Location
- Country: Bulgaria

Physical characteristics
- • location: S of Draganovo, Dobrudzha Plateau
- • coordinates: 43°27′6.12″N 27°47′26.16″E﻿ / ﻿43.4517000°N 27.7906000°E
- • elevation: 278 m (912 ft)
- • location: Suha reka
- • coordinates: 43°48′56.16″N 27°37′21″E﻿ / ﻿43.8156000°N 27.62250°E
- • elevation: 87 m (285 ft)
- Length: 70 km (43 mi)

Basin features
- Progression: Suha reka → Danube

= Dobrichka reka =

The Dobrichka reka (Добричка река) is a river in northeastern Bulgaria, a right tributary of the Suha reka, itself a right tributary of the Danube. Its length is 70 km.

The Dobrichka reka takes its source from a spring at an altitude of 278 m in the Dobrudzha Plateau, south of the village of Draganovo in eastern part of the Danubian Plain. It flows north until the city of Dobrich, where it forms a large arc protruding to the east. Downstream of Dobrich the river turns northwest, its valley becomes canyon-like, deeply cut in the Aptian and Serravallian limestones of the Dobrudzha Plateau. In that section, especially after the village of Bozhurovo, the river dries up, with water flowing irregularly in spring. The river flows into the Suha reka at an altitude of 87 m, some 2 km southeast of the village of Efreytor Bakalovo.

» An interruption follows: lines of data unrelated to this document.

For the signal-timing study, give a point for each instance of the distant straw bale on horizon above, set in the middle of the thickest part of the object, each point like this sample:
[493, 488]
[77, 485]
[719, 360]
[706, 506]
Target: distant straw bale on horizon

The Dobrichka reka has rain–snow feed with low annual discharge and irregular water flow.

The river flows entirely in Dobrich Province. There are one city and nine villages along its course, Draganovo, Opanets, Bogdan, Dobrich (city), Vrachantsi, Rosenovo, Bozhurovo and Kamen in Dobrichka Municipality, as well as Lozenets and Severtsi in Krushari Municipality. Due to the low discharge there are several small reservoirs along the river and its tributaries to catch water for irrigation.